Between-center harmonization: Batch effects from hardware or protocol differences can be reduced via statistical methods such as ComBat harmonization, which improves cross-center median ICCs (e.g., from 0.62 to 0.81) and enhances external cohort prediction (Li et al., 2021).
Feature selection and reporting: Combining univariate (Wilcoxon, ANOVA F-test), filter (mutual information, variance threshold), and embedded methods (LASSO, logistic regression coefficients) isolates compact, interpretable, and predictive feature sets (Salmanpour et al., 14 Dec 2024, Cui et al., 2019). Reporting all processing and selection parameters is essential for reproducibility.
Cross-validation and external validation: All robust models validate extraction and model performance through external or hold-out test sets, using AUC, sensitivity, specificity, and statistical hypothesis testing (e.g., DeLong, paired t-test) (Schwarzhans et al., 3 Jun 2024, Li et al., 2021, Cui et al., 2019).
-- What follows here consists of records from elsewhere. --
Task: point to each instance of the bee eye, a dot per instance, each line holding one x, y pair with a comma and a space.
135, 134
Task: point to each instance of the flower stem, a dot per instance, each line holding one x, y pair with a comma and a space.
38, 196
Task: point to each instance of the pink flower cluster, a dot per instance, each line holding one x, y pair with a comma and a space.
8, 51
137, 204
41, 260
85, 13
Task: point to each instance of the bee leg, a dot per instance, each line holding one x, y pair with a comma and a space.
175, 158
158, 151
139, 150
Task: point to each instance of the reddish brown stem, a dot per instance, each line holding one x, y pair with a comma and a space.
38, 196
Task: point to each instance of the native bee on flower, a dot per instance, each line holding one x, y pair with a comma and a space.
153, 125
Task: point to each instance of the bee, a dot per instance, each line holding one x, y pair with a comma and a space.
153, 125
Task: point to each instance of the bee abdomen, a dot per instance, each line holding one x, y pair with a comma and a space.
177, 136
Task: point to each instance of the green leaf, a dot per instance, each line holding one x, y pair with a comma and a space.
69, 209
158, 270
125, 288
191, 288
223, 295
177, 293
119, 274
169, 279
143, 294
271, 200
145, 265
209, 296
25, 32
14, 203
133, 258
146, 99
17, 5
5. Biological Relevance and Clinical Impact

Radiomic features correlate with biological ground truth at multiple levels:

Correlation with histology: In brain cancer, first-order radiomic features (e.g., FLAIR FO energy, T1+C FO variance) show highest correspondence (Spearman’s ρ ≈ 0.45–0.60) with their histomic analogues, are most stable across scanner confounds, and reflect underlying tissue architecture (Bobholz et al., 2019).
Molecular biomarker prediction: Features derived on spherical radial shells identify molecular stratification in glioblastoma (MGMT, EGFR, PTEN), with GLCM features dominating model importance (Feng et al., 15 Oct 2025).
Clinical prediction and workflow: Automated extraction (following expert segmentation) enables predictive models for tumor grade, treatment response (AUC up to 0.95 for mpRadiomics in brain tumors (Parekh et al., 2019)), and decision support in ambiguous PI-RADS 3 prostate lesions, with up to 30% fewer unnecessary biopsies (Li et al., 2021).
Compact, interpretable signatures: A handful of features—intensity upper tail (T2WI 90th percentile), variance, LAL, SAVR, GLRLM entropy—jointly achieve high cross-validated accuracy for prostate cancer risk; these are directly linked to PI-RADS semantics (Salmanpour et al., 14 Dec 2024).
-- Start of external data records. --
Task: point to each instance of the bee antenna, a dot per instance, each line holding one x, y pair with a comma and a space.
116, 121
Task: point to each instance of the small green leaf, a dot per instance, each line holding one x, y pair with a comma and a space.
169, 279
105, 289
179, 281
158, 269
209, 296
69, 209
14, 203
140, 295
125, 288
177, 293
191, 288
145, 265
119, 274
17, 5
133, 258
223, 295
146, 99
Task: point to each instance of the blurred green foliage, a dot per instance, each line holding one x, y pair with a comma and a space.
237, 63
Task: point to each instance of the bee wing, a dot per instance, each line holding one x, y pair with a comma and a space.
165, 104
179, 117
6. Limitations, Best Practices, and Prospects

Radiomic workflows are sensitive to all preprocessing and extraction details, and single-feature/threshold generalizability is limited (Schwier et al., 2018, Schwarzhans et al., 3 Jun 2024). Key recommendations include:

Always include bias-field correction and report normalization equations and discretization parameters (Schwarzhans et al., 3 Jun 2024, Schwier et al., 2018).
Preprocessing choices must be optimized per-dataset; test–retest ICC and cohort-based harmonization must precede claims of biomarker robustness.
Limit feature sets using integrated univariate/multivariate selection, with preference for features robust to pipeline variation and interpretable from a biological/clinical standpoint (Salmanpour et al., 14 Dec 2024).
Avoid over-reliance on unidimensional metrics (e.g., ICC) and always report performance benchmarks on external data (Schwarzhans et al., 3 Jun 2024, Li et al., 2021).
Future directions include fully automated pipelines (deep segmentation, discovery radiomics), leveraging hybrid deep–radiomic models, expanding to other organs, and multi-omic integration (radiogenomics, pathomics) (Parekh et al., 2018, Chung et al., 2015).
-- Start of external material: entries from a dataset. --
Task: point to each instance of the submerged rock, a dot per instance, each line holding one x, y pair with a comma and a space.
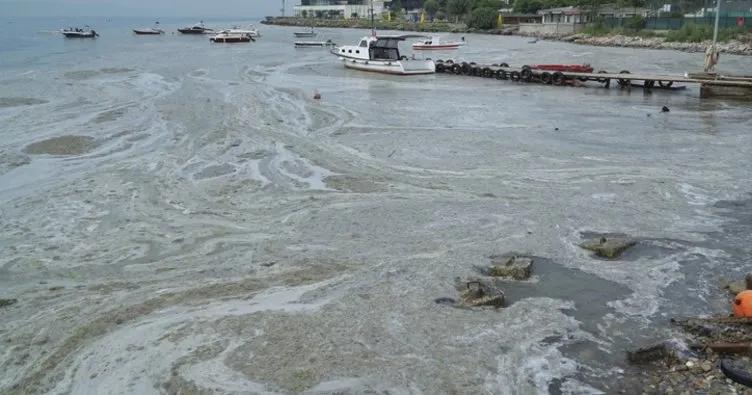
508, 266
611, 248
7, 302
475, 293
667, 350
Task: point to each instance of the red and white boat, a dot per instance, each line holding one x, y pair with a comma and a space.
435, 43
225, 36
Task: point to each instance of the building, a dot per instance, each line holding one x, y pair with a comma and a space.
569, 20
339, 9
509, 17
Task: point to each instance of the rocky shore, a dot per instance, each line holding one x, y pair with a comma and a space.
732, 47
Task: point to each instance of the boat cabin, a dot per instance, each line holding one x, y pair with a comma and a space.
376, 48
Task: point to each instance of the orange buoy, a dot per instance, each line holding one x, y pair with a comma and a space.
742, 305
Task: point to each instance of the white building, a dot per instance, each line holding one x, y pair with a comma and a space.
339, 9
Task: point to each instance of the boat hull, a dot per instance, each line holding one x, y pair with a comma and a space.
436, 47
147, 32
313, 44
79, 34
194, 31
394, 67
228, 40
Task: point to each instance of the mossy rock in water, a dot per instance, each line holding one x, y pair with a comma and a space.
509, 266
612, 247
735, 287
478, 293
671, 349
7, 302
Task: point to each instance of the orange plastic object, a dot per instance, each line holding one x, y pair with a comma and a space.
742, 304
In sum, radiomic features in mpMRI offer a powerful, quantitative link between image phenotype and tissue biology, but their deployment in research and clinical workflows requires standardized acquisition, rigorous preprocessing, robust validation, and explicit, transparent reporting (Schwarzhans et al., 3 Jun 2024, Schwier et al., 2018, Salmanpour et al., 14 Dec 2024).